Görüşmelerin ilkinde Merkel, AB ile Birleşik Krallık’ın Brexit’e yönelik ortak çalışma yapabilmesi için 30 günlük bir sürenin bulunduğunu ve bu sürenin verimli şekilde kullanılabileceğini söyledi. Diğer taraftan Macron ise backstop maddesinin AB ile yapılacak anlaşmalarda kaçınılmaz olduğunu belirterek, bu konuda getirilecek alternatif somut önerilerinin de backstop maddesinin temel prensiplerini yansıtmak zorunda olduğunu söyledi. Yapılacak yeni bir anlaşmanın May’in anlaşmalarından çok farklı olamayacağını belirten Macron, Merkel’e göre daha kötümser bir tablo çizerek Birleşik Krallık için anlaşmasız Brexit ihtimalinin daha yüksek olduğunu ifade etti. Dolayısıyla Kuzey İrlanda meselesi, bugün için anlaşmalı ayrılığın önündeki en büyük engel olarak yerini koruyor.
Johnson yönetimi 31 Ekim tarihine kadar ya AB ile yeni bir anlaşma yapacak, ya ufak değişikliklerle bir önceki anlaşmayı kabul edecek, ya da tüm çabasını anlaşmasız bir ayrılık için harcayacak.

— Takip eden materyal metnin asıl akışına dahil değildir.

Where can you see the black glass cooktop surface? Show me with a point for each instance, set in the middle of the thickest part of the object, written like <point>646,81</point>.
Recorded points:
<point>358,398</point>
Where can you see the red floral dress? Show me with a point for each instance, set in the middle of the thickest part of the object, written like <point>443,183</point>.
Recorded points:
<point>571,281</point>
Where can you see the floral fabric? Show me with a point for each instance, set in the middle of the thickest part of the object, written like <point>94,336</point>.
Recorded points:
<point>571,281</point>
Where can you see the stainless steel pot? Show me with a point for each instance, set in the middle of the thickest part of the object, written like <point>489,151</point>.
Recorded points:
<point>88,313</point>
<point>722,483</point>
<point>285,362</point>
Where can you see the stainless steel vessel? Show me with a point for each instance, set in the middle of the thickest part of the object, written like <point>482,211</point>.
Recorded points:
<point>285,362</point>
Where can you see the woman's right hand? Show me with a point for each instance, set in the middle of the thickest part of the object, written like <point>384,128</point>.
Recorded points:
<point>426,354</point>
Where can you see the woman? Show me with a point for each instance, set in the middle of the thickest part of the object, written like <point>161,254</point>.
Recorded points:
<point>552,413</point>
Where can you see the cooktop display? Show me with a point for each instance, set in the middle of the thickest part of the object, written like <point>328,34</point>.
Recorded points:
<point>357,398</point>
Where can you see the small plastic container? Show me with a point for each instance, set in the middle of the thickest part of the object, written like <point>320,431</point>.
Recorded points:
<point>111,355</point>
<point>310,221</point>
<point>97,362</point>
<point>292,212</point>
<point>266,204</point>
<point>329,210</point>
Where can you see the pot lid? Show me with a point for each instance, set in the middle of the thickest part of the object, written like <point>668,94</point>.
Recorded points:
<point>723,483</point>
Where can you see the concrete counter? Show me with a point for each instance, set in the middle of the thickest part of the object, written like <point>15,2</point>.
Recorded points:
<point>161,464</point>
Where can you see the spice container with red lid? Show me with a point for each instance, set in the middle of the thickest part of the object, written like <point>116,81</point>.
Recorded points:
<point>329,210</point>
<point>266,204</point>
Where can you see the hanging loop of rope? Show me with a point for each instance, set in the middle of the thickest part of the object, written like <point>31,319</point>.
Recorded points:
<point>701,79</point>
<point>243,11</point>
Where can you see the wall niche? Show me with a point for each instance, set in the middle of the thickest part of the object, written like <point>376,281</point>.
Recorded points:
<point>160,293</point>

Boris Johnson’a Jeremy Corbyn markajı
Diğer taraftan anlaşmasız Brexit ihtimali karşısında muhalefet de boş durmuyor. Bu konuda Johnson’ı içeride en çok zorlayacak ismin muhalefetteki İşçi Partisi lideri Jeremy Corbyn olduğu söylenebilir. Başından beri Brexit’e karşı olan Corbyn, seçmen iradesine saygı gerekçesiyle Brexit kararına uyulması gerektiğini savunuyor ve Brexit planında AB ile kalıcı Gümrük Birliği’nin sürdürülmesini, yani ithalat ve ihracata yönelik gümrük vergisi uygulanmamasını içeren bir anlaşmayı destekliyordu. Fakat bugün için yeni bir genel seçim ve hatta yeni bir referandum seçeneklerini daha yüksek sesle dile getirmeye başlayan Corbyn, tüm milletvekillerine anlaşmasız ayrılık tehdidine karşı geç olmadan kendi etrafında birleşme çağrısı yapıyor. Bu çerçevede pek çok İşçi Partili, Johnson’a karşı güvensizlik oylamasının ve akabinde geçici hükümet kurulmasının ciddi bir seçenek olarak masada durduğunun altını çiziyor ve parlamentodaki diğer siyasi partilerden destek bekliyor. Bu konuda İşçi Partisi’nin bazı Muhafazakar milletvekillerinin de desteğini alacağı tahmin ediliyor.
Parlamentonun yaz tatilinin bitmesiyle eylülde tekrar açılmasıyla birlikte Johnson yönetimiyle başta İşçi Partisi olmak üzere “anlaşmasız Brexit” karşıtları arasında kıyasıya bir mücadeleye tanıklık edeceğiz. Johnson yönetimi 31 Ekim tarihine kadar ya AB ile yeni bir anlaşma yapacak, ya ufak değişikliklerle bir önceki anlaşmayı kabul edecek, ya da tüm çabasını anlaşmasız bir ayrılık için harcayacak. İlk iki seçeneğin bu tarihe kadar gerçekleştirilememesi durumunda ise ya yeni bir erteleme talep edilecek ya da anlaşmasız ayrılık gerçekleşecek.
Bu arada parlamentonun anlaşmasız ayrılığı engelleme ihtimaline karşı Johnson’ın parlamentoyu tekrar tatil etme girişiminde bulunabileceği de iddia ediliyor. Eğer parlamento anlaşmasız ayrılığı engellemeyi başarırsa bu sefer güvensizlik oylaması, genel seçim ya da yeni bir referandum seçenekleri ortaya çıkıyor. Dolayısıyla İngiliz siyasetini oldukça hareketli geçecek iki ay bekliyor.